In 2018, an apparent nationwide shortage of the widely used drug Oncaspar led to children in Italy receiving another brand, which was later found to be substandard, the article says. The hospital concerned said its request to import the drug in question was authorised by the Italian drugs regulator, and that not doing this would have reduced the chances of children’s recovery. But Politico has confirmed that Celginase has been purchased by Italian hospitals even when Oncaspar has been available.

In Italy, if a drug is in shortage, doctors and pharmacists can ask the Italian drugs regulator to greenlight the import of that same drug from another country, as highlighted in the article. A different law permits a drug that is not approved in the EU but is elsewhere in the world — such as Celginase — to be imported for a named individual patient if a doctor deems there is no valid alternative therapy available. As Celginase and Oncaspar are not exact equivalents, using this loophole, doctors have been able to request Celginase imports even when Oncaspar is available. This is how some hospitals have replaced good-quality medicine with cheap, substandard products for treating childhood cancer.

Crucially, this process bypasses the country’s drugs regulator. In Italy, permission is instead given by the ministry of health’s customs agency, which is required only to check that the paperwork has been correctly filled out by the hospital and the drug arriving is the one requested.

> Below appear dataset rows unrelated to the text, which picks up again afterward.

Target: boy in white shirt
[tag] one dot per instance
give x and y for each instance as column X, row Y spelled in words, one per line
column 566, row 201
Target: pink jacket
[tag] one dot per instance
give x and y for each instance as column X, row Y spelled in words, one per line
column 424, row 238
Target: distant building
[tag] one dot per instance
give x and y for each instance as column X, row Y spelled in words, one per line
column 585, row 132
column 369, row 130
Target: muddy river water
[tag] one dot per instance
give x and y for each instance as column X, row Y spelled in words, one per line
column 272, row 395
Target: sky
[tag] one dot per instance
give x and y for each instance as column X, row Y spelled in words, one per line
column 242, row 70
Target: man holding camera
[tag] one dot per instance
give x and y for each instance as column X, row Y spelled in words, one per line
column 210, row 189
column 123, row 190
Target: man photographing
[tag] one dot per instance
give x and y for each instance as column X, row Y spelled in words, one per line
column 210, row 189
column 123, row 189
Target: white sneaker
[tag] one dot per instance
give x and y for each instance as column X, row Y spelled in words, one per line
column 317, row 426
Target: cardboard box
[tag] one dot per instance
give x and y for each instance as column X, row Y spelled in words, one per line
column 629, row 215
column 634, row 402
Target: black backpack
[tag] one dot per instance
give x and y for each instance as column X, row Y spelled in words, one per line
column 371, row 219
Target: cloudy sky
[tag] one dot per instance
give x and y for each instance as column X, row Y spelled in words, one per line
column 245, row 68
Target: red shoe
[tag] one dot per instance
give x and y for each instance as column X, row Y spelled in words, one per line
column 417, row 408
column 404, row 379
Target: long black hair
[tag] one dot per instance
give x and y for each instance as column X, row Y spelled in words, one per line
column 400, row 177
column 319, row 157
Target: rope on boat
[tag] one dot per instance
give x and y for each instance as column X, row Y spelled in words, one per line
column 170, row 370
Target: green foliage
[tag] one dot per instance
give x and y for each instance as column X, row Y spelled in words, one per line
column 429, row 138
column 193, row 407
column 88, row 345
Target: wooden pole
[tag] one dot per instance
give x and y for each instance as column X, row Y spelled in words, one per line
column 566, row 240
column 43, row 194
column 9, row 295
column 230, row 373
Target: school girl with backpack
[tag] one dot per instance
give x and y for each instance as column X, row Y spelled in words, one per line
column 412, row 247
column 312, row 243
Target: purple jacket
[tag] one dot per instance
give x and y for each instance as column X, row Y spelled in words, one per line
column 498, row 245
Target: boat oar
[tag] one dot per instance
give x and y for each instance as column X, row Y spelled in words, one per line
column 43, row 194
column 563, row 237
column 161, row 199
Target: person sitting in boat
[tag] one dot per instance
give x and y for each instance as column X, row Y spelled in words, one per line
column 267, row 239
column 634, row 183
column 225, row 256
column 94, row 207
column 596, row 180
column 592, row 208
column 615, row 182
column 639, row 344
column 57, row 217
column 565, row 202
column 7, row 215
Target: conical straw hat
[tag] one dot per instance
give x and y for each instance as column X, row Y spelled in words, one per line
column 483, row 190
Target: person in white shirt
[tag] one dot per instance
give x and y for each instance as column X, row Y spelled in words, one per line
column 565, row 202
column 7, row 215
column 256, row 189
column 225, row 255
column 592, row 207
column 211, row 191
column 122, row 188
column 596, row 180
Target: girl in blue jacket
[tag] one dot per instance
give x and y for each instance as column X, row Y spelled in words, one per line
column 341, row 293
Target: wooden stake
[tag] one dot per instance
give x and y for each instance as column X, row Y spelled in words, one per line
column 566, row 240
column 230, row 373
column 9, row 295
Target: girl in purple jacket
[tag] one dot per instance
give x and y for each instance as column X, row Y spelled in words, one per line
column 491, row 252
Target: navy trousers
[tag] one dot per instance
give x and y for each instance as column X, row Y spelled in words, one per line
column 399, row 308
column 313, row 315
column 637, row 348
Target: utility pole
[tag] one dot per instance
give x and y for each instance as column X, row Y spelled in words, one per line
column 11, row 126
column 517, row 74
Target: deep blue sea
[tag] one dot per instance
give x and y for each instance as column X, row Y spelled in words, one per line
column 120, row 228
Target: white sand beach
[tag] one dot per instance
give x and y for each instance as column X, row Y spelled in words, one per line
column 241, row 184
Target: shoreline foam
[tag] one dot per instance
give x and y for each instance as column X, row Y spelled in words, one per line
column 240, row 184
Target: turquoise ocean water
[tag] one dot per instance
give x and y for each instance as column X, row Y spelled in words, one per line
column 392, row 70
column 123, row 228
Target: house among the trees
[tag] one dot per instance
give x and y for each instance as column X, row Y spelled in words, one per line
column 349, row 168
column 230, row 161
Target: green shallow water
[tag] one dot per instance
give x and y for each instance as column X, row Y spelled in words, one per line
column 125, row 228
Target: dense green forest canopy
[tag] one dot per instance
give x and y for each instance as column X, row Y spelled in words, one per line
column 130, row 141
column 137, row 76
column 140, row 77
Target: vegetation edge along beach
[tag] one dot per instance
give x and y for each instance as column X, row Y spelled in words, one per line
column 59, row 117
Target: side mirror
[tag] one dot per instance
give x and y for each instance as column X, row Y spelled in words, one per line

Politico points out that the agency is not required by law to check the quality of imported drugs nor ask for data from the overseas regulators that approved them. Instead, the responsibility for using these drugs lies with the individual doctor who requests them. The Italian drugs regulatory agency said that doctors should use qualified and reliable import intermediaries who can guarantee the quality and safety of the drug, particularly with suppliers in non-EU countries.

Through freedom of information requests to the Italian customs agency of the ministry of health, TBIJ and Politico found that at least 16 hospitals, including the Istituto Nazionale Tumori in Milan and San Camillo Forlanini in Rome, imported hundreds of vials of Celginase into the country over a seven-year period. The Istituto Nazionale Tumori said that shortages required them to source Celginase. It added that the patients who received the drug are either responding to it or are in remission, and that the Italian drugs regulator has never provided information showing that Celginase could be harmful. San Camillo Forlanini did not respond to a request for comment.

The European Medicines Agency (EMA) also has no power over imports of unapproved drugs from non-EU countries, according to its former head Guido Rasi. Most of the Celginase imported into Italy from India came via Switzerland. The Swiss customs agency said that it does not have specific data on the products in question. It did not know if Indian drug imported via Switzerland might have gone to any other EU countries besides Italy, but said Celginase was not used in Switzerland.

The Italian drugs regulator says that in February 2023, it exchanged information with the World Health Organization (WHO) on data around a potential lack of efficacy of the Indian-sourced drug, adding that there appears to be no evidence from the WHO of low-quality, dangerous or ineffective products imported from India.

Changes to the EU law are in the works to attempt to address some of these anomalies in the regulations, Politico underlines. The planned revision would oblige drugmakers to flag any potential shortages six months in advance — up from two months — and it could require companies or wholesalers to keep larger stockpiles.

For now, however, the paradox remains that while Europe’s medicines are among the most highly regulated in the world, drugs that are shipped in from abroad can fail to meet even minimum standards.

The manufacturer of Celginase did not respond to a request for comment.